Una prudente inversión permitiría señalizar el sendero,
instalar alguna pasarela de madera y, sobre todo, plantar una
ringlera de árboles que proteja del sol y hermosee la ruta. En
cuanto al panorama que se contempla desde el cerro Calderico, reparemos en que si lo
primero que salta a la vista es un vertedero o un suburbio anodino,
elementos consustanciales de todo paisaje urbano, estas pústulas nos
impresionarán más que la grandiosidad de tanto campo y tan ancho
horizonte. Con una pizca de ordenamiento urbano y algunos árboles
más en el espacio comprendido entre la ladera y las casas, se
mejoraría el aspecto del conjunto formado por la cresta, la villa y
el entorno.
Ha
de cuidarse la limpieza. El impetuoso viento, con querencia por estas
lomas y llanuras abiertas, arrastra papeles y desperdicios que nadie
parece esmerarse en recoger. ¿Y qué hacen casi todos los molinos
cerrados? Nos gustaría ver alguno en activo o que nos
explicasen el funcionamiento de la maquinaria. Tampoco estaría mal encontrar allá arriba
una cafetería, librería, taller de artesanía o tienda de productos
locales (de calidad).
En
cuanto al castillo, lo hemos conocido en obras, así que no sabemos a
qué se dedicará. Una exposición permanente sobre la Orden de
Malta, las Cruzadas o el sincretismo de cristianos, moros y judíos,
por poner algunos ejemplos, interesará al turista de interior, más
concienciado con la cultura que el de sol y playa. Incluso sin reclamos añadidos, la fortaleza es formidable.

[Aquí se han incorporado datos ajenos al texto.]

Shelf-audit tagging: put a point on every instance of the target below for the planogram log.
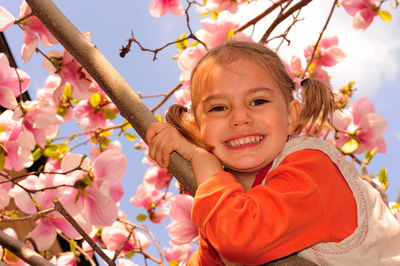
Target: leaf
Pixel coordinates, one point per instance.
(72, 245)
(130, 136)
(383, 178)
(67, 90)
(350, 146)
(95, 100)
(386, 16)
(141, 217)
(109, 114)
(2, 160)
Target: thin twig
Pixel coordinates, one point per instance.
(33, 217)
(87, 256)
(166, 97)
(118, 250)
(319, 39)
(58, 206)
(281, 18)
(261, 16)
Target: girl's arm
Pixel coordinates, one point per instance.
(162, 139)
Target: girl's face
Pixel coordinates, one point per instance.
(243, 114)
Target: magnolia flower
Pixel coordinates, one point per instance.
(159, 8)
(220, 5)
(32, 26)
(70, 71)
(182, 96)
(363, 12)
(99, 190)
(38, 119)
(17, 144)
(217, 31)
(11, 83)
(181, 229)
(157, 177)
(188, 59)
(6, 19)
(364, 123)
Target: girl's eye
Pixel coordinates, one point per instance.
(217, 109)
(259, 101)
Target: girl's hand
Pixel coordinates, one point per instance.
(162, 139)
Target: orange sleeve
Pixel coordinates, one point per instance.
(301, 202)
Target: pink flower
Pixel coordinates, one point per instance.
(17, 144)
(102, 188)
(115, 235)
(31, 26)
(328, 54)
(217, 31)
(92, 117)
(8, 257)
(10, 85)
(181, 229)
(125, 262)
(363, 12)
(182, 96)
(157, 177)
(40, 120)
(66, 259)
(72, 72)
(220, 5)
(189, 58)
(159, 8)
(149, 198)
(180, 254)
(362, 121)
(6, 19)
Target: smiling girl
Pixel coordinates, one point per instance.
(263, 191)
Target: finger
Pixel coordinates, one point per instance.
(153, 130)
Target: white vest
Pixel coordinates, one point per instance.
(376, 240)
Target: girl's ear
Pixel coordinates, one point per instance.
(294, 109)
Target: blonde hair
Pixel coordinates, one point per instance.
(317, 97)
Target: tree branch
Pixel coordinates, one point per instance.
(22, 251)
(122, 95)
(282, 17)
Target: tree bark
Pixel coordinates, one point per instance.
(122, 95)
(22, 251)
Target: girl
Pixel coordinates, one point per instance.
(264, 192)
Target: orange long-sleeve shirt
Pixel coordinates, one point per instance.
(304, 201)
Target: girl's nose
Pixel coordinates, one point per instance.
(240, 118)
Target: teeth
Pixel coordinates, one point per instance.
(244, 141)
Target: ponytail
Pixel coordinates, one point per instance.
(317, 104)
(176, 117)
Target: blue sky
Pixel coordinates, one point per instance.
(373, 62)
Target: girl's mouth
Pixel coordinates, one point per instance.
(243, 141)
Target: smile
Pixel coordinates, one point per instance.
(244, 141)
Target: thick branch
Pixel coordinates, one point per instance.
(122, 95)
(22, 251)
(282, 17)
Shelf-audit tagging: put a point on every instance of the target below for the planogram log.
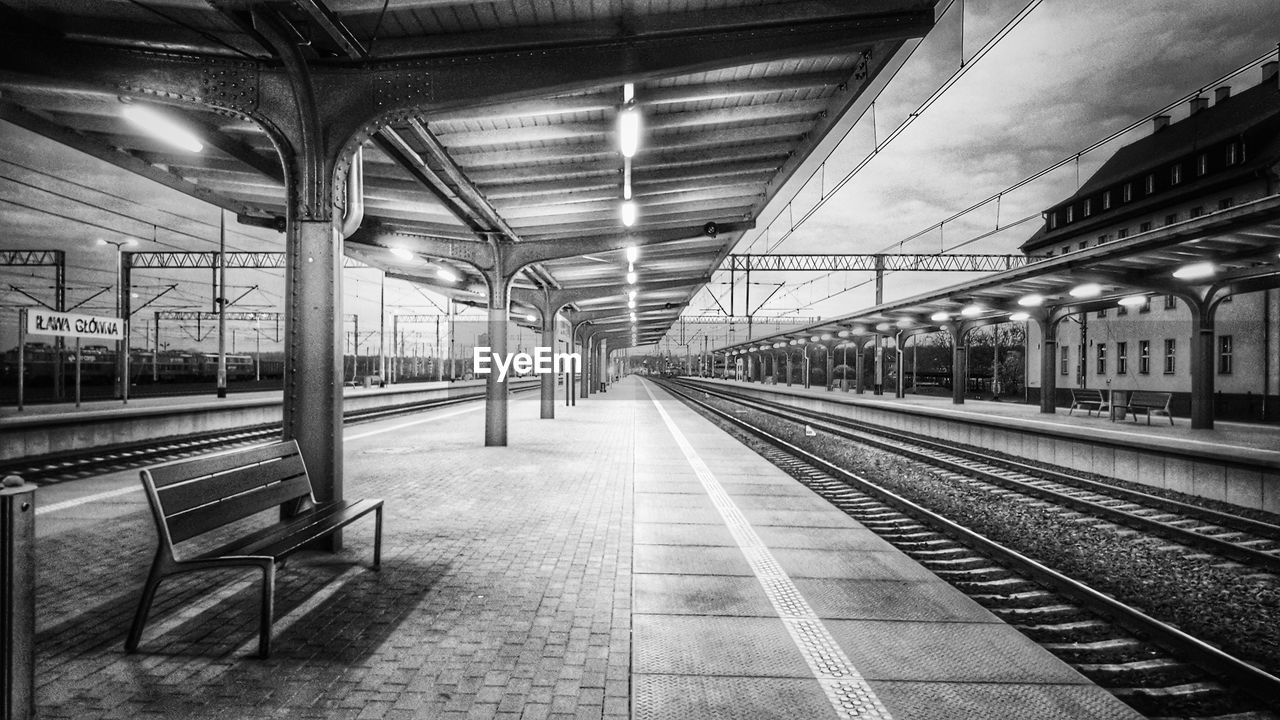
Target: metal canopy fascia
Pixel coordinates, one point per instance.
(1141, 264)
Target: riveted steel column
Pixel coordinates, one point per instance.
(900, 377)
(959, 370)
(548, 379)
(1047, 328)
(496, 386)
(312, 359)
(859, 367)
(1202, 363)
(17, 600)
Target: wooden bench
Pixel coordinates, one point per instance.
(200, 496)
(1148, 404)
(1088, 400)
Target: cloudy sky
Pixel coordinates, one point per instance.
(1070, 73)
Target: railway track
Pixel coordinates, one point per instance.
(1157, 669)
(1198, 529)
(62, 466)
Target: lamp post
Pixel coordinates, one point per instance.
(122, 346)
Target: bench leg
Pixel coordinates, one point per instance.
(149, 593)
(378, 538)
(264, 633)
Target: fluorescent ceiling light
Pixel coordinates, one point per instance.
(163, 128)
(1196, 270)
(629, 131)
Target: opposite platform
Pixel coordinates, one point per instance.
(604, 565)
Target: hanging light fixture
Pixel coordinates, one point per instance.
(161, 127)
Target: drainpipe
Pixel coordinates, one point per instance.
(353, 213)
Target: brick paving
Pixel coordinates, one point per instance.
(504, 591)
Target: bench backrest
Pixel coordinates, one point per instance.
(196, 496)
(1147, 399)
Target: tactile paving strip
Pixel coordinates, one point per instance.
(849, 693)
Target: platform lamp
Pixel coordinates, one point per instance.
(122, 346)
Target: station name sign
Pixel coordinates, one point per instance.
(67, 324)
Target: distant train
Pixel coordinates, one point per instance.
(97, 367)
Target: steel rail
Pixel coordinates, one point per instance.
(1251, 679)
(867, 433)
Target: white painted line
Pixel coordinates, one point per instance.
(68, 504)
(78, 501)
(298, 613)
(846, 689)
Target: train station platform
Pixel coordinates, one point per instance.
(625, 560)
(1237, 463)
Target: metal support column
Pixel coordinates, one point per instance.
(1202, 361)
(548, 379)
(959, 368)
(1047, 328)
(496, 387)
(860, 367)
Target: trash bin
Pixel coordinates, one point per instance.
(18, 600)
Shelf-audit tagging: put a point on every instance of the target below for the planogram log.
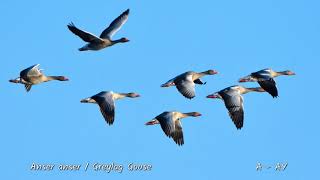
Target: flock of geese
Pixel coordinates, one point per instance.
(185, 84)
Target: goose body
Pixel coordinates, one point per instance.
(265, 79)
(33, 75)
(185, 83)
(104, 40)
(233, 100)
(106, 102)
(171, 124)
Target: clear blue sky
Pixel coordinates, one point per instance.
(50, 125)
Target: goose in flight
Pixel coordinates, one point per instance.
(171, 125)
(33, 75)
(106, 102)
(185, 83)
(265, 78)
(233, 100)
(96, 43)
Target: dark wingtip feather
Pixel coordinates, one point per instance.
(127, 11)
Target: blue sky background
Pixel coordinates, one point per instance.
(50, 125)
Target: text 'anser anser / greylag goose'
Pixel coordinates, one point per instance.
(106, 102)
(185, 83)
(265, 79)
(233, 100)
(97, 43)
(33, 75)
(171, 125)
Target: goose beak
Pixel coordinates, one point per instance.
(243, 80)
(212, 96)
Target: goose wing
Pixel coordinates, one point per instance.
(234, 103)
(107, 106)
(269, 86)
(115, 26)
(185, 85)
(85, 36)
(177, 134)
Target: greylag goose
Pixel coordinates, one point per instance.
(171, 125)
(233, 100)
(185, 83)
(33, 75)
(96, 43)
(265, 79)
(106, 102)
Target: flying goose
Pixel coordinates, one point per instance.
(106, 102)
(185, 83)
(33, 75)
(233, 100)
(96, 43)
(265, 79)
(171, 125)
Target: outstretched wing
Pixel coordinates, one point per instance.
(115, 26)
(234, 103)
(269, 86)
(185, 85)
(177, 134)
(86, 36)
(32, 71)
(107, 106)
(166, 122)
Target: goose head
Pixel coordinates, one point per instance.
(133, 95)
(214, 96)
(211, 72)
(288, 72)
(123, 40)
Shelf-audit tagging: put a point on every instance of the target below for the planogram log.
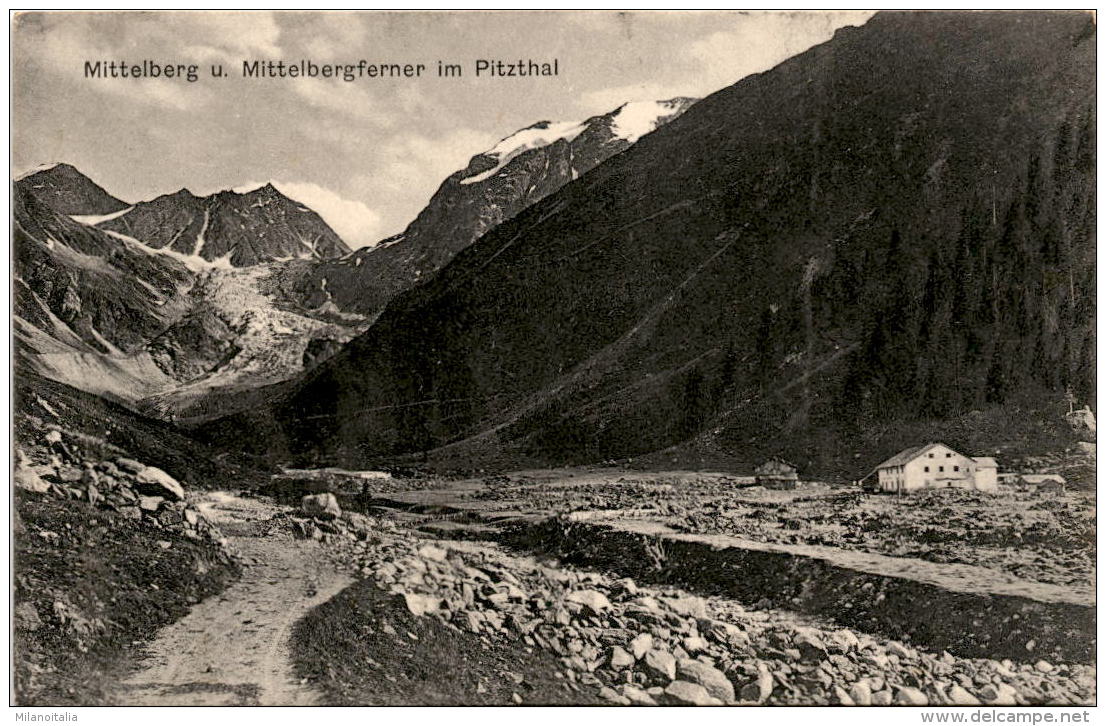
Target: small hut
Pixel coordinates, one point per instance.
(776, 474)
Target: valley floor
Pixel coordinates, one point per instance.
(233, 647)
(467, 594)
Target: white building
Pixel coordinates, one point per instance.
(937, 466)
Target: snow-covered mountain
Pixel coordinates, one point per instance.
(494, 186)
(160, 307)
(228, 228)
(63, 188)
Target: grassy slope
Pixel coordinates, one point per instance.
(357, 649)
(90, 577)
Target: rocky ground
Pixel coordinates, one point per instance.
(1034, 536)
(106, 551)
(648, 645)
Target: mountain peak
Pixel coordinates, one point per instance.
(65, 189)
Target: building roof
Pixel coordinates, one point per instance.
(908, 455)
(1041, 478)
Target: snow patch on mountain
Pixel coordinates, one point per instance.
(95, 219)
(637, 118)
(541, 134)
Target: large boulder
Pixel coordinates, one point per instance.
(593, 601)
(659, 665)
(709, 677)
(155, 483)
(27, 478)
(323, 506)
(681, 693)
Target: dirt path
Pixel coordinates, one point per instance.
(233, 649)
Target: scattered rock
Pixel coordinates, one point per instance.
(421, 604)
(323, 506)
(760, 690)
(149, 504)
(636, 696)
(908, 696)
(619, 659)
(659, 664)
(129, 465)
(153, 481)
(861, 693)
(682, 693)
(960, 696)
(592, 600)
(640, 645)
(711, 678)
(27, 478)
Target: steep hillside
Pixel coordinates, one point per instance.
(897, 224)
(498, 184)
(235, 229)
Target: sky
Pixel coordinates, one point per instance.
(366, 155)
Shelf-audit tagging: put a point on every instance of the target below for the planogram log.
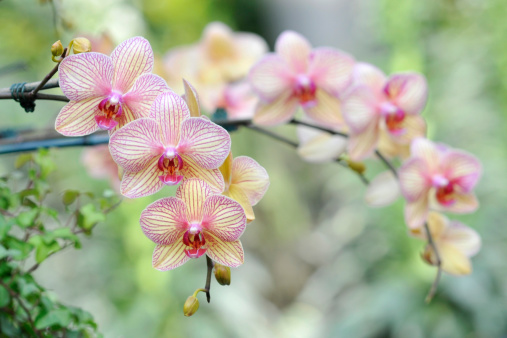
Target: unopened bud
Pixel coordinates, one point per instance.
(81, 45)
(223, 274)
(358, 167)
(57, 48)
(191, 306)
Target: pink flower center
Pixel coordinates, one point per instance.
(110, 110)
(304, 90)
(394, 118)
(170, 163)
(444, 190)
(194, 240)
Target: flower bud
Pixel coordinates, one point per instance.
(81, 45)
(358, 167)
(222, 274)
(191, 306)
(57, 48)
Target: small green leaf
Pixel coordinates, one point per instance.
(69, 197)
(59, 317)
(22, 160)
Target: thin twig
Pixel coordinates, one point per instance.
(207, 287)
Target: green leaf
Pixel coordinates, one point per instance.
(60, 317)
(26, 219)
(5, 298)
(89, 216)
(22, 159)
(69, 197)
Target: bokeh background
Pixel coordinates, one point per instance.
(319, 262)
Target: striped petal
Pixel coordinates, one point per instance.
(360, 109)
(237, 194)
(327, 111)
(270, 77)
(413, 182)
(462, 168)
(86, 75)
(78, 118)
(169, 110)
(331, 69)
(369, 76)
(142, 183)
(362, 145)
(212, 177)
(223, 217)
(136, 145)
(168, 257)
(146, 88)
(205, 142)
(164, 221)
(194, 192)
(383, 190)
(131, 59)
(409, 91)
(294, 49)
(251, 177)
(225, 253)
(279, 111)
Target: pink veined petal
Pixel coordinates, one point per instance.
(168, 257)
(164, 221)
(464, 204)
(461, 168)
(136, 144)
(408, 90)
(205, 142)
(126, 117)
(362, 145)
(146, 88)
(169, 110)
(78, 118)
(131, 58)
(427, 151)
(142, 183)
(369, 76)
(225, 253)
(327, 111)
(223, 217)
(213, 177)
(86, 75)
(194, 192)
(416, 213)
(383, 190)
(270, 77)
(414, 127)
(323, 148)
(277, 112)
(463, 238)
(331, 69)
(413, 179)
(251, 177)
(360, 109)
(294, 49)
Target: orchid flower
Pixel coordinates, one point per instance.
(193, 223)
(455, 243)
(99, 164)
(167, 147)
(219, 58)
(297, 76)
(246, 182)
(437, 177)
(107, 92)
(378, 105)
(319, 146)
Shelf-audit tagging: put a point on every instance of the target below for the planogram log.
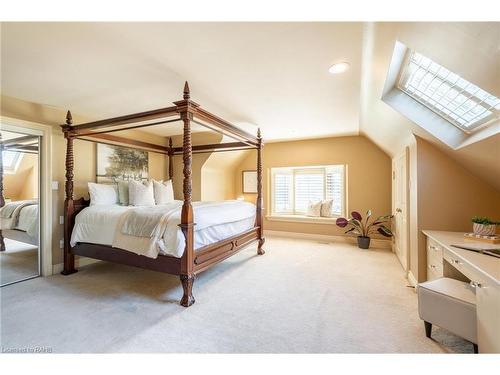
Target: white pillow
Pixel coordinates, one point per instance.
(314, 209)
(123, 192)
(326, 208)
(102, 194)
(163, 191)
(140, 194)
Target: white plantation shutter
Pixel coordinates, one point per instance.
(335, 188)
(294, 188)
(309, 187)
(283, 186)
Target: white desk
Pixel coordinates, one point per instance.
(483, 271)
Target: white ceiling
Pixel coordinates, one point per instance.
(271, 75)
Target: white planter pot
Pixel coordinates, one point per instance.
(484, 230)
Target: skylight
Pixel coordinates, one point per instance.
(11, 161)
(455, 99)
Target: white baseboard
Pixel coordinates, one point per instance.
(376, 243)
(412, 279)
(79, 262)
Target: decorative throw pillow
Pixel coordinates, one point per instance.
(326, 208)
(102, 194)
(163, 191)
(314, 209)
(123, 192)
(140, 194)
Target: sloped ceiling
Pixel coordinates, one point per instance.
(272, 75)
(470, 49)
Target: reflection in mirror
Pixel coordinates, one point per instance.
(19, 206)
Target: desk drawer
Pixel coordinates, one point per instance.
(434, 260)
(434, 272)
(434, 252)
(458, 264)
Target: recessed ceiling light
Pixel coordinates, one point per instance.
(339, 67)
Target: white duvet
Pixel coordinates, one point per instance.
(214, 221)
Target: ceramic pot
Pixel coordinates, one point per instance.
(363, 242)
(484, 230)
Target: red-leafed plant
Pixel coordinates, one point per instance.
(364, 228)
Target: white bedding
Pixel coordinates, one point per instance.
(215, 221)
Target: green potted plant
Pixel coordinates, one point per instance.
(363, 228)
(483, 226)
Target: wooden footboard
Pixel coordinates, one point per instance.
(214, 253)
(204, 258)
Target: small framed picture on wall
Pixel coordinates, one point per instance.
(249, 182)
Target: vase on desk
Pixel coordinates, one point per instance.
(484, 229)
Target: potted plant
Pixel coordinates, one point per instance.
(483, 226)
(364, 228)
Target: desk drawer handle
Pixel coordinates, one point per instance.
(475, 284)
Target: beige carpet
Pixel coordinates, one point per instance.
(301, 296)
(18, 261)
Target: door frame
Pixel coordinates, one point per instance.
(45, 176)
(405, 263)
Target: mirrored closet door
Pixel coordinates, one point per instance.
(19, 206)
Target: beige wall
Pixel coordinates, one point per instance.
(218, 182)
(448, 196)
(369, 175)
(24, 183)
(197, 163)
(85, 156)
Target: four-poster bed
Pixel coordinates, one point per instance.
(193, 261)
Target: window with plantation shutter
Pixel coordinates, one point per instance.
(294, 188)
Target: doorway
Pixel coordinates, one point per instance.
(20, 205)
(400, 194)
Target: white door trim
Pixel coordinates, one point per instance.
(45, 131)
(405, 263)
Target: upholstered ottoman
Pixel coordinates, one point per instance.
(449, 304)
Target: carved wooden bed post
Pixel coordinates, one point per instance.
(69, 258)
(2, 199)
(186, 108)
(170, 160)
(260, 215)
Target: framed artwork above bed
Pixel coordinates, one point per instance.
(249, 182)
(118, 162)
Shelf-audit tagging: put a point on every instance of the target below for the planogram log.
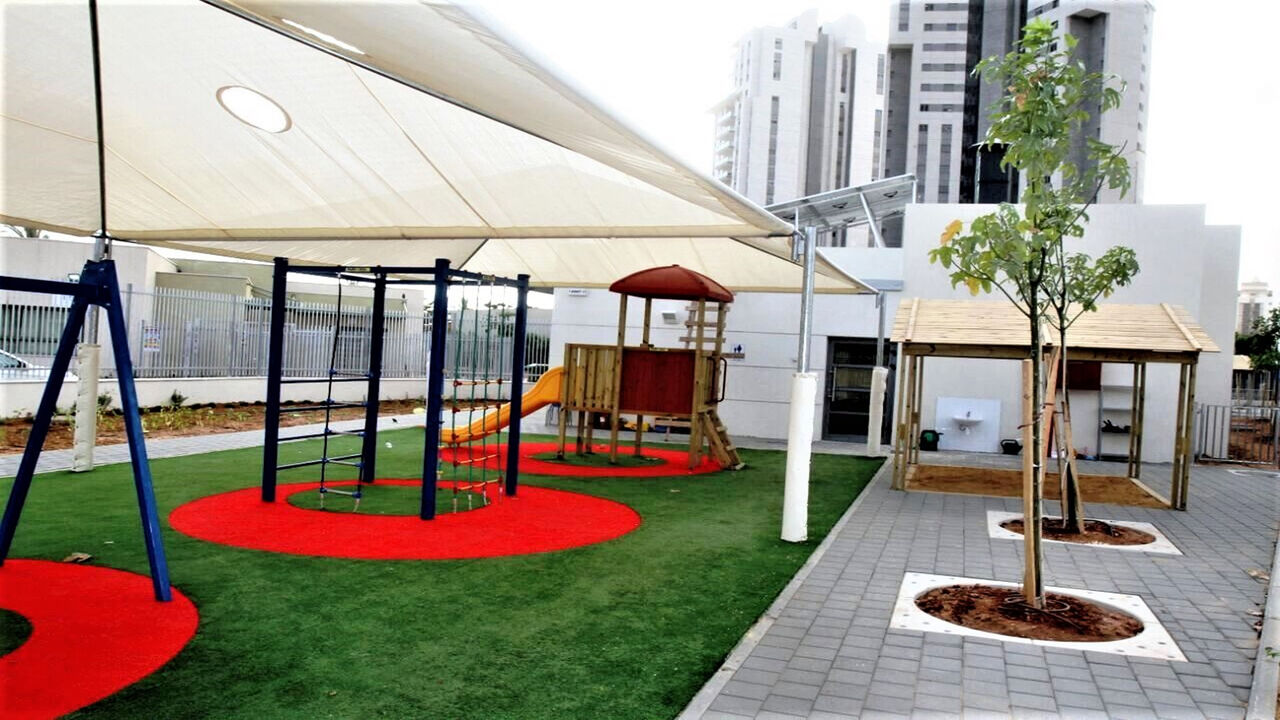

Un castillo, en fin, un
monte, unos antiguos molinos de viento, el fantasma de don Quijote y
una villa que fue la Consaburum citada por Plinio...: sorprende
que tan espléndido patrimonio lo valoren más los viajeros japoneses o norteamericanos
que las autoridades turísticas locales.
En resolución, los
molinos del cerro Calderico son construcciones modestas situadas en
un monte que tampoco destaca por su espectacularidad. Trotamundos habrá en La Mancha que no hayan leído la
novela del Ingenioso Hidalgo, pero todos asocian los molinos con la batalla del héroe y los gigantes. Quienes emprendemos la ruta del Quijote no necesitamos playa, no necesitamos centros
comerciales ni salas de fiesta para que nos emocione el paisaje
manchego. Nos conformaríamos con cosas tan sencillas como que haya,
al menos, una buena librería en todo el vasto Territorio de la
Mancha. O que la mercadotecnia turística no se tome tan en serio el
apodo del Caballero de la Triste Figura e inunde las tiendas de
quijotes desfigurados. Que preserven como una maravilla los molinos y la memoria del Quijote; los gigantes corren de nuestra cuenta.